The downside to raising geeks, assuming that there is one, is that my boys are much more interested in exercising their minds than their muscles. They would rather build a Lego set, read a book, or play on any number of electronic platforms than catch a baseball, and while the former options may serve them well in the big picture it is their short game that worries me. One cannot go through life being all thumbs (although, according to my dog, it is preferable to going through life sans thumbs, so perspective!).
Zamzee wants to help. Zamzee is a meter that kids (and adults, we can have healthy fun, too!) can clip onto their waistband before being forced outside to “go do something!” It measures activity (and the various levels of it) and when plugged into a computer via its built-in USB it burns all that energy and turns it into points. Yes, points. Zamzee’s goal is to make moving fun. Also, to make money.
A Zamzee meter costs $29.95 plus shipping, which is not a bad price for inspiring children to run and play a few hours each day (true story). Additionally, parents can purchase “Goalz” that act as an allowance for physical activity. Goalz are available in $5, $10, and $20 increments, and when kids earn enough points to reach said Goalz they are rewarded with Zamz, which can then be spent on actual, tangible prizes at the Zamzee shop. It’s really not as complicated as it sounds.
Zamzee provides inspiration for exercise, as well as lessons in fiscal (Zamz) responsibility, the setting and reaching of goals, and plenty of interactive online fun.

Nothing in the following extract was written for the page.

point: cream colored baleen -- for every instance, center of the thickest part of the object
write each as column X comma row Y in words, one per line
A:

The site allows for the creation and personalization of avatars, friending other Zamzee users, earning badges (yes, we need them and they don’t stink at all), and the leaving and liking of status updates which are pieced together from three menus of static kid-friendly silliness.
I have two boys (6 and 9) and the younger one is pretty eager to get outside whenever his brother will join him, but it is pretty rare that it happens by choice (however, it is much more common by force). They were each provided a Zamzee meter by the good people at Zamzee and suddenly things took a turn for the sake of turning, and then a jump, and some running, too. Then more jumping.

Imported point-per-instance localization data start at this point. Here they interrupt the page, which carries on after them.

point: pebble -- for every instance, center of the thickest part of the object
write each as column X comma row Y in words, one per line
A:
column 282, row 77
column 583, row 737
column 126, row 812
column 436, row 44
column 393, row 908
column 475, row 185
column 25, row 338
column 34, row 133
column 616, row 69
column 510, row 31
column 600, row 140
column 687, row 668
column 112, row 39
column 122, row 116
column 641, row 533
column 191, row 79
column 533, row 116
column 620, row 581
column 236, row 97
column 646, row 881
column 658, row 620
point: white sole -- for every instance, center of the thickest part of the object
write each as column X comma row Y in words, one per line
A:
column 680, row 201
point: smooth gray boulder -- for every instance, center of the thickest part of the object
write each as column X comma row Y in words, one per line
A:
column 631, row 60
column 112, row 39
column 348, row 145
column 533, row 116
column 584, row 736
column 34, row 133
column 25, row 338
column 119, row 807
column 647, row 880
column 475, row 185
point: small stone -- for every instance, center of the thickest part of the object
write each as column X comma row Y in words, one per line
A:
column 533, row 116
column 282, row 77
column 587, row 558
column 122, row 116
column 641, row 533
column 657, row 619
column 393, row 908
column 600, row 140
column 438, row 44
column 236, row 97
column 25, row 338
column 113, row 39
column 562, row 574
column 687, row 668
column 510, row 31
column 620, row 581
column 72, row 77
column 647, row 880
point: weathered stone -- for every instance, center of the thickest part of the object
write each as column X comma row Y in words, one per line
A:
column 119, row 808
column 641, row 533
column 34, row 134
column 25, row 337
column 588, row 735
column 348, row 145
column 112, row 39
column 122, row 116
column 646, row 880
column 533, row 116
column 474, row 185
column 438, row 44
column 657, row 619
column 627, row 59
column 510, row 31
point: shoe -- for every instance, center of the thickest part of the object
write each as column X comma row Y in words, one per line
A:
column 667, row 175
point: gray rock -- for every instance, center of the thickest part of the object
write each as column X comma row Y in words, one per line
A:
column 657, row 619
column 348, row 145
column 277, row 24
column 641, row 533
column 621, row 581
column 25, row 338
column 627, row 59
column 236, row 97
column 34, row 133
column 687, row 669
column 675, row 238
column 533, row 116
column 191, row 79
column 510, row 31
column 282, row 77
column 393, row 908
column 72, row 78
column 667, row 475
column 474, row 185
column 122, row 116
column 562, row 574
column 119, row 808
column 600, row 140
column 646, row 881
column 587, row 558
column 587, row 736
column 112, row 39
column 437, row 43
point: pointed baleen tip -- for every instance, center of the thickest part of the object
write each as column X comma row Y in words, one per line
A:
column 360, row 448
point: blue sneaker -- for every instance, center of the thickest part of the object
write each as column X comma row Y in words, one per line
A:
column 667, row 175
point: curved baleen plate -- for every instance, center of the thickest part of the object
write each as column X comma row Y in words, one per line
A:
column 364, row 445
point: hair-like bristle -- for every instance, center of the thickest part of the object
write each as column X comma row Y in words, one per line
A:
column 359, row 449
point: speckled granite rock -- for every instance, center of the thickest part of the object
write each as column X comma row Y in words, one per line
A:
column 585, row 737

Their favorite feature of the Zamzee website is the ability to accept challenges which will multiply points created within a set time by X amount, which often has them ending their night by doing jumping jacks in the living room for ten minutes, and I’m okay with that. My favorite feature of the site is that I can track both boys on one family account (accounts are free and the family account is separate from their respective individual accounts), because, frankly, I’m too tired for much else after chasing point earners around the yard.
I give Zamzee two thumbs up — two slightly callused, but fairly proportional thumbs.
I was provided two (2) free Zamzee meters for the purpose of review. All opinions are my own (also, my kids).